過ごしやすい9月相場は上昇する傾向が見られます。
では何故、“残暑が厳しい9月相場は株安となり、涼しい9月は株高”となるのでしょうか。
理由として考えられるのは秋物消費が盛り上がらないからでしょう。衣料品を例にあげると、暑さが続くと薄着で過ごしてしまい、秋物を買わずに冬物に移行してしまいがちです。
また秋と言えば「食欲の秋」「スポーツの秋」とも言われます。涼しくなってきて食欲も盛り上がってきたり、運動を始めたりと人間の行動が活発化しやすい時期ですが、暑いままだとなかなか、そういった気持ちに向かいにくいことも消費停滞につながるでしょう。
確認のために、もう1つの結果も紹介しましょう。

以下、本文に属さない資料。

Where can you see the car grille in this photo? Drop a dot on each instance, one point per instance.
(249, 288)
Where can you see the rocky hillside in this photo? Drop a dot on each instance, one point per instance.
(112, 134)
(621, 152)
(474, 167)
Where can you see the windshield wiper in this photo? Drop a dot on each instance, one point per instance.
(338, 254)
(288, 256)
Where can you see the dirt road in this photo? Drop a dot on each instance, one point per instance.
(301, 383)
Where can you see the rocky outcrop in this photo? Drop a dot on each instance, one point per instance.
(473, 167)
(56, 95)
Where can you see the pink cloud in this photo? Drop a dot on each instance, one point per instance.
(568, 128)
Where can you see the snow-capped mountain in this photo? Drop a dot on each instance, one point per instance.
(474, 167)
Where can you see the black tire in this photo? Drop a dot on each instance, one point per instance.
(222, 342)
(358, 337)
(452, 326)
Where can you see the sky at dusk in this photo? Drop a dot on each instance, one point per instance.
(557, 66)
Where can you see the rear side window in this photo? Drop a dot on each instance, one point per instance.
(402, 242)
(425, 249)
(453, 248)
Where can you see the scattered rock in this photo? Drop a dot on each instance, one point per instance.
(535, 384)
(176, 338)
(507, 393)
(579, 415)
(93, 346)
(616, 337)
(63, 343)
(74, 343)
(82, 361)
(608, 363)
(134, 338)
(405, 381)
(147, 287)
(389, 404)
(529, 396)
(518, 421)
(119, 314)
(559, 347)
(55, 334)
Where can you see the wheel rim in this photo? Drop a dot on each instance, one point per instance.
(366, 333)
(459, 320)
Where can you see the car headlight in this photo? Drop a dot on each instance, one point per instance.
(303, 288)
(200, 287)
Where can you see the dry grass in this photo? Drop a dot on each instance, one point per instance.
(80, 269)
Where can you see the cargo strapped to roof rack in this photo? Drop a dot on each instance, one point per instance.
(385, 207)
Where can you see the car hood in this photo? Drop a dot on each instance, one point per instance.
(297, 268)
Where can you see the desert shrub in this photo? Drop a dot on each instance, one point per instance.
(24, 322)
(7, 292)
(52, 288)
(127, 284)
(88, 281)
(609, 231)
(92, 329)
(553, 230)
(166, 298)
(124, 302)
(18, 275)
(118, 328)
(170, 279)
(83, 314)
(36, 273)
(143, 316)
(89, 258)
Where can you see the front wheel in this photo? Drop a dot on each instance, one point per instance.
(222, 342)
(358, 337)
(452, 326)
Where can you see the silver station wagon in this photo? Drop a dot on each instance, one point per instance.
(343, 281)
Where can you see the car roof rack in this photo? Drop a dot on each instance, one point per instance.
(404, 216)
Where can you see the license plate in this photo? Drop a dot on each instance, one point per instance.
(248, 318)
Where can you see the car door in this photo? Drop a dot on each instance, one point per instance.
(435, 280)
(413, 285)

9月の平均気温別に分類した日経平均株価の騰落率を集計しましたが、同じような結果になりました。
平均気温が「25度超」となった残暑が厳しい9月相場は▲1.30%と下落しています。一方、平均気温が「22度以下」の涼しい9月相場は1.02%の上昇でした。やはり残暑が厳しい9月は株安傾向となっています。
気象庁は9月からの3ヵ月予測を8月25日頃に発表予定です。
今のところ残暑が厳しいと言われてはいますが、9月相場を見る上でチェックしておきたい情報です。